PADANG, METRO–Wahana Lingkungan Hidup Indonesia (WALHI) Sumatera Barat membantah keras klaim Pemerintah Kota Padang dan Pemerintah Provinsi Sumatera Barat yang menyebut kayu gelondongan pasca galodo sebagai kayu tumbang alami.
Temuan ilmiah terbaru WALHI justru menunjukkan indikasi yang jauh lebih serius, adanya pola penebangan kayu sistematis di kawasan hulu Daerah Aliran Sungai (DAS) Aia Dingin.
Kesimpulan tersebut diperoleh setelah WALHI melakukan telaah spasial menggunakan citra satelit Maxar periode Juni 2021 hingga Juli 2025. Analisis memperlihatkan jejak pembukaan lahan dan penebangan kayu dalam jumlah signifikan di area yang menjadi daerah tangkapan air utama Kota Padang.
Menurut Tommy Adam dari Divisi Penguatan Kelembagaan dan Hukum Lingkungan WALHI Sumbar, pola penebangan terekam jelas membentang dari hulu hingga hilir menuju muara Pantai Air Tawar — lokasi di mana tumpukan kayu ditemukan setelah bencana galodo melanda.
“Puluhan titik pembukaan lahan berada persis di punggungan hulu DAS Aia Dingin.
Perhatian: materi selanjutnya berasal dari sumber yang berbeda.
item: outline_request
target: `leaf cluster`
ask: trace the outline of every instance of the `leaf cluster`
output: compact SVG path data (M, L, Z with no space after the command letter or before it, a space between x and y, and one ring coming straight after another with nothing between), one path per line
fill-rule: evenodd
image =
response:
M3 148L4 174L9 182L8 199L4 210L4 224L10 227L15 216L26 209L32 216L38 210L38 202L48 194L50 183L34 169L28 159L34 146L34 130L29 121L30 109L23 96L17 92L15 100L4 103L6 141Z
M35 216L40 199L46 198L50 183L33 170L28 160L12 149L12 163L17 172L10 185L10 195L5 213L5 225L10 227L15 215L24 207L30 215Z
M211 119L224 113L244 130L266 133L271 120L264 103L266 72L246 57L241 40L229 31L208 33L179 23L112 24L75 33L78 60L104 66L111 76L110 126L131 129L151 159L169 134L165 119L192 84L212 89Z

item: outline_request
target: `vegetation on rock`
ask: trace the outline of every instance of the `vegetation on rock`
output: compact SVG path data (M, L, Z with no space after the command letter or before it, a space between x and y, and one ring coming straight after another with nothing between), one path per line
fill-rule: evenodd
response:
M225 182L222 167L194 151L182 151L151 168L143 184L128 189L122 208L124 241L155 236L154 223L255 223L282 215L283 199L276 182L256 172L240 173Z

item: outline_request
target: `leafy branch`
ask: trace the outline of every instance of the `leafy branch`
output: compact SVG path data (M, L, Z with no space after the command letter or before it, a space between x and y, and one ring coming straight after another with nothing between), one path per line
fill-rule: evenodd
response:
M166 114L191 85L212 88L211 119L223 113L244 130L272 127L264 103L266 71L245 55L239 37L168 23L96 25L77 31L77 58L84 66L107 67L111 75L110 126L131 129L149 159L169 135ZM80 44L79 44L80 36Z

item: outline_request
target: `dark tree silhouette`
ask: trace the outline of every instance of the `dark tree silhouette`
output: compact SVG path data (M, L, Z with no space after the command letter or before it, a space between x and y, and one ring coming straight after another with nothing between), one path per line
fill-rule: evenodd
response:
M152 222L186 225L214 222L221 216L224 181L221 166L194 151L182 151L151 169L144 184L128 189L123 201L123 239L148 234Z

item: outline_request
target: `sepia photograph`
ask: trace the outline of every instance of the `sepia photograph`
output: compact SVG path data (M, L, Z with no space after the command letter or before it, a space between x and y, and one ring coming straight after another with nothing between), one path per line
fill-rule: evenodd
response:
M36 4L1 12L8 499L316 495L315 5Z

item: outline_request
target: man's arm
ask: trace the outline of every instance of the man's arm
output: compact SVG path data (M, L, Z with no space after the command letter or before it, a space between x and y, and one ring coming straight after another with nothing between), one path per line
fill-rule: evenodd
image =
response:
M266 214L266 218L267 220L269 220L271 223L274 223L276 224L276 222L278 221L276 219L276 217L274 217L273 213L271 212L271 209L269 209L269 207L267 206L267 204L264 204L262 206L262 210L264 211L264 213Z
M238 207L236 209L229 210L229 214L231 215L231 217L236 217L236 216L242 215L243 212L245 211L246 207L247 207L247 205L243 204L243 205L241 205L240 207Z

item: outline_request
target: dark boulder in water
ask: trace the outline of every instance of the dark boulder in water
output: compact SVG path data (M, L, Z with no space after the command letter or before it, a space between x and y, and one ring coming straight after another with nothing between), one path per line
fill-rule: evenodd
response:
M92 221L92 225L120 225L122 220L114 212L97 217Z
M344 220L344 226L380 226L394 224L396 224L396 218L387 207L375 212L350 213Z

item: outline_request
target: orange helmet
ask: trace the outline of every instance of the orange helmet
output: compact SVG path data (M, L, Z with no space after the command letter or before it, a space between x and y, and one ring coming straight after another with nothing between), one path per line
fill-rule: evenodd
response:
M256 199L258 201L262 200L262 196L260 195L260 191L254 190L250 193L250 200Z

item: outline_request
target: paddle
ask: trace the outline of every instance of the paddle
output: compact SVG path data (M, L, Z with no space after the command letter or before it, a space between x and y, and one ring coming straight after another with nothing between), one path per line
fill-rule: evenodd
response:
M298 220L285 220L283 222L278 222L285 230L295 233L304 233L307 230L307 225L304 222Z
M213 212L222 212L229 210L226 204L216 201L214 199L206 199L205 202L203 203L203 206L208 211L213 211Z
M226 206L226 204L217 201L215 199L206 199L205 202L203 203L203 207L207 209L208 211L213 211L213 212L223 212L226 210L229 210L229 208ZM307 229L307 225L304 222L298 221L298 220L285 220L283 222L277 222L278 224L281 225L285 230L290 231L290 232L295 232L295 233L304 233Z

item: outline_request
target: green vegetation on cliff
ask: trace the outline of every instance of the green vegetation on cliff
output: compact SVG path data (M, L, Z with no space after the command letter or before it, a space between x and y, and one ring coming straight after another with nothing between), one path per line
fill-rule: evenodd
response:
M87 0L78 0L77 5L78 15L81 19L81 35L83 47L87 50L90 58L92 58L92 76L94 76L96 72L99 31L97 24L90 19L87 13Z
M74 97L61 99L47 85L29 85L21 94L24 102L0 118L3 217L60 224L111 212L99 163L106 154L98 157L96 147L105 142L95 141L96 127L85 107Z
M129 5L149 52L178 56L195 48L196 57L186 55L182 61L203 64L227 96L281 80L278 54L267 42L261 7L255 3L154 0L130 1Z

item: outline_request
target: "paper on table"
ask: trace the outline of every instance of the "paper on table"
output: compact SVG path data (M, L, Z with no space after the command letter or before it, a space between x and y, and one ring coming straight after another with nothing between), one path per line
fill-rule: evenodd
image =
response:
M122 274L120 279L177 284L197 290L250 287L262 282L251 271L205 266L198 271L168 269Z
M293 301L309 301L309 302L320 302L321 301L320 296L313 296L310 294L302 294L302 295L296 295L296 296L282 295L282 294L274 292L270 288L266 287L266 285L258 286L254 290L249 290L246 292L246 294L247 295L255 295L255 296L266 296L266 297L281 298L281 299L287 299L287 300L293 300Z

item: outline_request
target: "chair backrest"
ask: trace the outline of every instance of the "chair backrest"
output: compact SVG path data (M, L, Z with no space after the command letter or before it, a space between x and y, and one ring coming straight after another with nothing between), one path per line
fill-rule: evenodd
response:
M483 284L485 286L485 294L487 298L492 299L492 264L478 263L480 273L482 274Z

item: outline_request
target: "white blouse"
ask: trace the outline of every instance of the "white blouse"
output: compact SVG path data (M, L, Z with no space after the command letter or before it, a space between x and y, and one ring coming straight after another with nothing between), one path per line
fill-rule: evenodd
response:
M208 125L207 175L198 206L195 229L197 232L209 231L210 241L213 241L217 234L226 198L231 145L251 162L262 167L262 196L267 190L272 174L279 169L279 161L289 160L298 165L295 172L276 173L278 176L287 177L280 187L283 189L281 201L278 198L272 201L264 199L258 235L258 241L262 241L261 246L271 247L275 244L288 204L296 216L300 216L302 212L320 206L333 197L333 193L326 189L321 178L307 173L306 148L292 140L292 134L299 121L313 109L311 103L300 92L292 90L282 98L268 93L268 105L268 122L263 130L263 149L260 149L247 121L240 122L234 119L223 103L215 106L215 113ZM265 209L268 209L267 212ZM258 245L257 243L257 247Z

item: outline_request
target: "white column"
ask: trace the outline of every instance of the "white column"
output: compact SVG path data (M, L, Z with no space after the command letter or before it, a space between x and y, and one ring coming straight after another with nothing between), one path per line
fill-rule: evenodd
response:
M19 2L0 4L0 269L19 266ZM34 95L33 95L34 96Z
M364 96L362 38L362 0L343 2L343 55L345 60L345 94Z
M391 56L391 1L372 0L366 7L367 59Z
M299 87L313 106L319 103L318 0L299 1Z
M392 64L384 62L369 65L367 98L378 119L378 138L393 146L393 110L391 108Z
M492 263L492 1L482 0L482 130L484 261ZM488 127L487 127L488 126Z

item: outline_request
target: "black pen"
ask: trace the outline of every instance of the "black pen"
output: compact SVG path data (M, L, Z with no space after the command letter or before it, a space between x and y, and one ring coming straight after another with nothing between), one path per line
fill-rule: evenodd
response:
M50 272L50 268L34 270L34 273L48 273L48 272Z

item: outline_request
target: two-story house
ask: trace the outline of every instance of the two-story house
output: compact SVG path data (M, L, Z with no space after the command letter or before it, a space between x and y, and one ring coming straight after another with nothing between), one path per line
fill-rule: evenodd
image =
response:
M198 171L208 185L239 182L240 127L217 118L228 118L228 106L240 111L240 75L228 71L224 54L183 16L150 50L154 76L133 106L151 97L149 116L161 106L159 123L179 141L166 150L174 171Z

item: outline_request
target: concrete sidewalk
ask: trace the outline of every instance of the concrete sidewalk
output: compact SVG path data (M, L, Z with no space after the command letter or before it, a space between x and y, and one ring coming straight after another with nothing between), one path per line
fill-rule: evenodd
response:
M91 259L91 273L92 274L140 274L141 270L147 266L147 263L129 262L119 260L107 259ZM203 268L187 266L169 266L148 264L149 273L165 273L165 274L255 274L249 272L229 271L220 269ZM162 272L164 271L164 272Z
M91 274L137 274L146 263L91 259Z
Jejaknya berulang, rapi, dan konsisten selama empat tahun,” ujar Tommy, Sabtu (29/11).
WALHI memadukan temuan satelit dengan Peta Kawasan Hutan Provinsi Sumbar. Hasilnya, sejumlah titik penebangan ternyata berada di dalam kawasan Suaka Margasatwa Bukit Barisan dan Hutan Lindung. Sebagian lainnya memang berada di Area Penggunaan Lain (APL), namun berbatasan langsung dengan kawasan konservasi — yang kerap menjadi pintu masuk praktik pembalakan liar.
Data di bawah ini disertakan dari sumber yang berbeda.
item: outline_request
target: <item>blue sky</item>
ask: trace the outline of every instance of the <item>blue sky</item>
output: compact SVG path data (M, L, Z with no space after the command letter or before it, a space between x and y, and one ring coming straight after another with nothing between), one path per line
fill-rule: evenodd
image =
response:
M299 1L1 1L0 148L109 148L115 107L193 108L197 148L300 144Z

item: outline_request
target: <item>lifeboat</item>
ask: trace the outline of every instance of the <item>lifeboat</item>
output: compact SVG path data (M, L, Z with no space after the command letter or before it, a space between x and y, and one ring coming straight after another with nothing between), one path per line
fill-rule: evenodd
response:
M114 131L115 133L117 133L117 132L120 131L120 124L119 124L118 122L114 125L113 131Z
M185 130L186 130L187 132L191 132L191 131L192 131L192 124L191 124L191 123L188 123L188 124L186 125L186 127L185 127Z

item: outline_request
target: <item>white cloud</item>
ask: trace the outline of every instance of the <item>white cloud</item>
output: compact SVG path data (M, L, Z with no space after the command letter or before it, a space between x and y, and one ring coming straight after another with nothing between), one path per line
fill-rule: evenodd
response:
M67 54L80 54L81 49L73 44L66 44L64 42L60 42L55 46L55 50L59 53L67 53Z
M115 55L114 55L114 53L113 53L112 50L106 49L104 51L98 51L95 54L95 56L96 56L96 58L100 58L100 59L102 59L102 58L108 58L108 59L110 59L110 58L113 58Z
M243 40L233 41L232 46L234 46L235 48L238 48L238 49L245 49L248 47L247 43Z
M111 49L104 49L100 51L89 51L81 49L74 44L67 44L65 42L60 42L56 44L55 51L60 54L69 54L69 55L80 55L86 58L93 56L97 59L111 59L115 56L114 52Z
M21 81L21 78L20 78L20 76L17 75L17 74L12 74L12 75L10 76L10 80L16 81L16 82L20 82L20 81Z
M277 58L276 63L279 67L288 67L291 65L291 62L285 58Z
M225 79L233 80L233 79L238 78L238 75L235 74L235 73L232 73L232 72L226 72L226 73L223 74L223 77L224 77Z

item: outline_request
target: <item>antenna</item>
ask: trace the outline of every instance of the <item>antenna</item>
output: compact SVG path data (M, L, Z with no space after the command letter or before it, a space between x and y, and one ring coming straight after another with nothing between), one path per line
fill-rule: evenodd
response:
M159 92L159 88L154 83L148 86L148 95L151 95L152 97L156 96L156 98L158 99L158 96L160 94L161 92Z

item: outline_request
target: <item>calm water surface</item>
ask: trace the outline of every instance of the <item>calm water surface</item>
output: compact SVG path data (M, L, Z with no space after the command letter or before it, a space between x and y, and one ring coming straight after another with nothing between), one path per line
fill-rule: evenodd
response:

Citra satelit juga memperlihatkan kehadiran jalan logging yang memotong kawasan konservasi, indikasi kuat bahwa akses untuk membuka hutan dibuat secara sengaja, bukan sebagai dampak bencana.
Rangkaian citra Maxar tersebut memperlihatkan perubahan drastis bentang alam jauh sebelum bencana terjadi, termasuk, Stockpile tumpukan kayu, Bukaan lahan dalam skala ratusan hektare, Pola tebangan berulang dan sistematis, Jalan angkut hasil penebangan.